Uma síndrome que, segundo ele, impediu os republicanos de apresentarem estratégias alternativas plausíveis às de Obama para as crises do Médio Oriente, fazendo com que muitos dirigentes tenham antes caído numa “estúpida islamofobia” acompanhada de “suspeitas insinuações sobre as fidelidades do presidente”.
Robert Kagan tem sido crítico quanto à política externa de Obama, mas igualmente crítico quanto à forma como o Partido Republicano se lhe tem oposto, motivado mais pelo ódio ao presidente com quem recusam qualquer entendimento do que por atitudes racionais.
Apenas um exemplo: quando o acordo sobre o nuclear do Irão estava prestes a ser assinado com Teerão, no Verão do ano passado, os republicanos convidaram o primeiro-ministro israelita, Benjamin Netanyahu, a discursar no Congresso em Washington contra o acordo. Como tinham a maioria no Congresso, cederam o palco mais nobre do país a um primeiro-ministro estrangeiro para atacar violentamente a política externa do presidente americano.
Nessa altura, Kagan criticou a atitude republicana e lembrou que os democratas poderiam ter feito o mesmo em 2003 e convidar o presidente francês, Jacques Chirac, ou o chanceler alemão, Gerhard Schroeder, a discursar no Congresso contra a invasão do Iraque, que o presidente americano George W. Bush se preparava para levar a cabo. Os democratas controlavam então o Congresso e muitos deles também se opunham à intervenção militar no Iraque.
Neste primeiro artigo sobre Trump, Kagan já aludia à analogia histórica com a revolução francesa e a sua deriva bonapartista.
“Querem que acreditemos que os apoiantes de Trump estão zangados com a estagnação salarial.
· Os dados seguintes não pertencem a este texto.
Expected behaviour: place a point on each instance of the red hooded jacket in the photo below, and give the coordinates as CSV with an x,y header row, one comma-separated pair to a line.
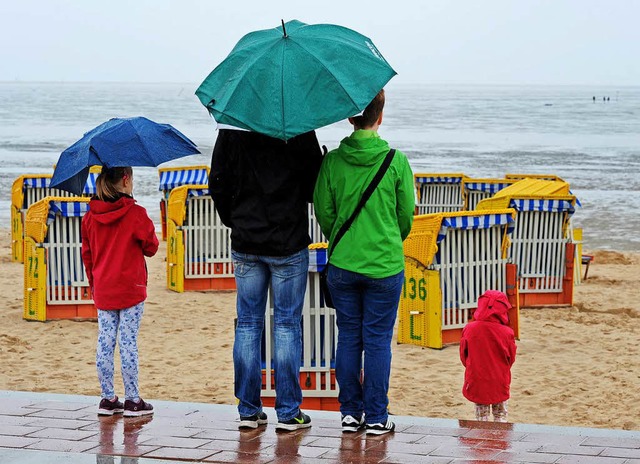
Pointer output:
x,y
488,350
116,236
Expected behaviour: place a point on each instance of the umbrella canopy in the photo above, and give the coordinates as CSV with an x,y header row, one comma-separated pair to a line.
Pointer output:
x,y
119,142
295,78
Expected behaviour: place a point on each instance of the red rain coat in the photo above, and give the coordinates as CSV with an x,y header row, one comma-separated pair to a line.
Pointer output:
x,y
115,239
488,350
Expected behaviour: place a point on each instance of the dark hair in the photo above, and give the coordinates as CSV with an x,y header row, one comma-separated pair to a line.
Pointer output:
x,y
106,182
371,113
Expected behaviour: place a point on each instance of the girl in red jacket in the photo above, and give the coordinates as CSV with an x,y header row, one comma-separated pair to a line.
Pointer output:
x,y
488,350
117,234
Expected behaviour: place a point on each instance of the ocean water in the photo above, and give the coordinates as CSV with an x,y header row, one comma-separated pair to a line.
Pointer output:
x,y
481,131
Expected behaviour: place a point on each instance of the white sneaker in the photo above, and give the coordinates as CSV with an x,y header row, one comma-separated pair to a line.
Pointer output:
x,y
380,429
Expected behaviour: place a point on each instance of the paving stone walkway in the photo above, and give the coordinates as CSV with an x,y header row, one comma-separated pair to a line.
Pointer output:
x,y
50,429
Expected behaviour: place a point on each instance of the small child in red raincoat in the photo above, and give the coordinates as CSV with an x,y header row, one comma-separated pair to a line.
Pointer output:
x,y
488,350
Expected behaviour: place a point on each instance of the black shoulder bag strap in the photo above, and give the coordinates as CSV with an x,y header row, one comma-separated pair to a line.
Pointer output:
x,y
365,196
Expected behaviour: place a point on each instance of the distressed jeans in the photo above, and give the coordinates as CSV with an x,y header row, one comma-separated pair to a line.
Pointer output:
x,y
366,311
287,276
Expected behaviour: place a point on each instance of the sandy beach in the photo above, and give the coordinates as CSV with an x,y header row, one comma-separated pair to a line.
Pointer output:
x,y
576,366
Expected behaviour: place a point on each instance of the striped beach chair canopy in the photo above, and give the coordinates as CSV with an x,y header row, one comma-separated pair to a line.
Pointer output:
x,y
171,178
487,187
66,209
539,204
454,178
45,180
483,221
Não, eles estão zangados com todas as coisas que os republicanos lhes disseram para estarem zangados nestes sete anos e meio” e que Trump veio apenas aproveitar. “Ele é o Napoleão que colheu os frutos da revolução”, anota.
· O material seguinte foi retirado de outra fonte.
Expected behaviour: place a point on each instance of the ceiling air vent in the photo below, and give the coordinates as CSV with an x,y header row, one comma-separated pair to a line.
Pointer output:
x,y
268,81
Muita gente se interrogou sobre a razão pela qual os dirigentes do partido não tentaram travar Trump mais cedo. Kagan tem uma resposta: “Mas como poderiam fazê-lo? Trump alimentou forças no partido que eles tinham ajudado a criar e que esperavam cavalgar até ao poder. Alguns dos dirigentes e comentadores republicanos que agora apelam a uma contra-revolução, há não muito tempo saudavam o seu contributo para o debate”.
Mesmo os seus rivais na corrida republicana, agora caídos no esquecimento, tiveram relutância em atacá-lo por receio de alienar os seus apoiantes. Em vez disso, atacaram-se mutuamente até saírem da corrida um a um, acusa o cientista político, exemplificando com o governador de New Jersey, Chris Christie, que se empenhou em atacar Marco Rubio e acabou como apoiante de Trump, ou com Jeb Bush, que gastou milhões e milhões contra quem? Não contra Trump.
E agora?, interroga-se Kagan. E responde taxativamente: “Para este antigo republicano, e talvez para outros, a única escolha será votar em Hillary Clinton. O partido não pode ser salvo, mas o país ainda pode”.